Newsletter du Lundi
23/11/20

Paru dans la newsletter du

F. Trésal-Mauroz, Prodigious : « la sortie du confinement a été un bordel sans nom d’annonceurs ou d’agences, voulant faire comme si de rien n’était »

Qui ?
Frédéric Trésal-Mauroz, Co-Président de Prodigious, la société de production du groupe Publicis.

Quoi ?
Une interview sans fard  sur les mutations accélérées du secteur, à l'occasion de la parution des 8 tendances de la production pendant le lock down.

Comment ?
Les campagnes qui sortent actuellement, tournées dans la période antérieure, paraissent complètement décalées. Fallait -il les sortir quand même ? 

Effectivement, elles ont été tournées dans un environnement social et culturel très différent et apparaissent obsolètes.  À l’échelle du marché, la sortie du confinement a été un bordel sans nom d'annonceurs ou d'agences, qui voulaient recréer des films ou des contenus comme s'i'l ne s'était rien passé. Nous recevions des scripts de gens dans les boites de nuit, qui s'embrassent. Ou dans des stades ! On nous demandait tel grand photographe américain. Certains films étaient des vrais péplum, grandiloquents. On était télé transportés dans la pub des années 80. Nous avons dû envoyer des notes aux agences, en leur demandant d'arrêter de rêver debout. Et en imposant qu'aucun script ne parte chez le client avant d'avoir été revu par la production. Certains sont encore dans le déni complet. On nous demande de travailler comme avant, alors que 90 % des équipes sont toujours en télé travail. On reçoit un brief à minuit, il faudrait être prêt à 9 h du matin. On nous accuse de ne pas être agiles, alors que nous tournons aujourd'hui dans des contraintes sanitaires drastiques.  Nous avons énoncé 84 règles, que nous avons établies avec le syndicat des producteurs indépendants, avec qui nous étions en conflit dans la période précédente... Après cette première phase et le gros travail pédagogique qui a été fait, les choses sont à peu près rentrées dans l’ordre et intègrent désormais les nouvelles contraintes sanitaires en production.

Que changent ces règles ? 

Nous avons rouvert les plateaux depuis deux semaines. Et il n'y a pas que du négatif. Ca faisait trois ans que nous voulions mettre en place le travail en vidéo (remote). On nous rétorquait que cela ne marcherait jamais. C'a a été mis en place en une semaine et ca ne gène plus personne. Autre gain, l'agilité, justement. Pour obtenir une équipe réduite sur le plateau, les annonceurs et les agences ne sont, pour le moment, plus invités . Les équipes de 50 sur le plateau, c'est fini. Mais ils peuvent suivre la production  en ligne.On nous a menacé de nous retirer le projet, mais nous avons tenu bon. Et au bout de trois jours, tout le monde s’est réjoui. Les clients nous ont dit 'ça va plus vite, c'est plus précis, on travaille mieux'. Nous sommes en train de casser une culture qui est là depuis 50 ans. L'idée devient reine, tout en garantissant le niveau d’exécution exigé mais qui s‘adapte à ces nouvelles formes de production. Comme en témoigne la vidéo en selfie d'Eva Longoria, qui s'est fait une teinture chez elle. Un véritable game changer.

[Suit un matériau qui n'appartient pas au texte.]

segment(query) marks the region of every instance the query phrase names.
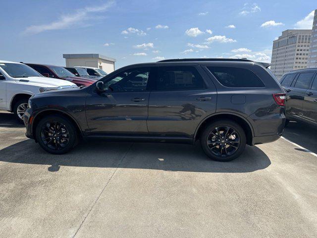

Où en est l'activité chez vous ? 

Pendant le confinement tous les scripts ont été retravaillés. Les tournages ont repris pour les réseaux sociaux et le digital. Aujourd'hui, nous sommes 400 et nous allons devoir faire évoluer nos profils. Il va falloir s'interroger sur le maintien de certains plateaux. Et de certaines fonctions. A l'inverse, de nouveaux profils vont nous rejoindre. Il y aura plus de films avec des budgets moindres, à la logique UGC, comme le film d'Orange avec l'agence La Chose. Mais ce type de film demande de la préparation en amont. Et un gros travail de production en aval. En amont, des conseils stratégiques en production vont se multiplier, en en aval, les makers, créatifs qui réalisent tout eux mêmes, vont aussi beaucoup être demandés. La plateforme Marcel est justement là pour sourcer ce type de personnes. A l'opposé, des métiers star il y a encore deux mois vont devoir évoluer, comme les monteurs PP1 ou les étalonneurs, pour intégrer ces nouveaux moyens en production

Le travail à distance peut aussi donner une vie nouvelle à vos plateaux, pour créer des environnements en réalité augmentée ou en 3D...

Effectivement, ces technologies, qui étaient disponibles depuis 2 ou 3 ans, vont être davantage utilisées.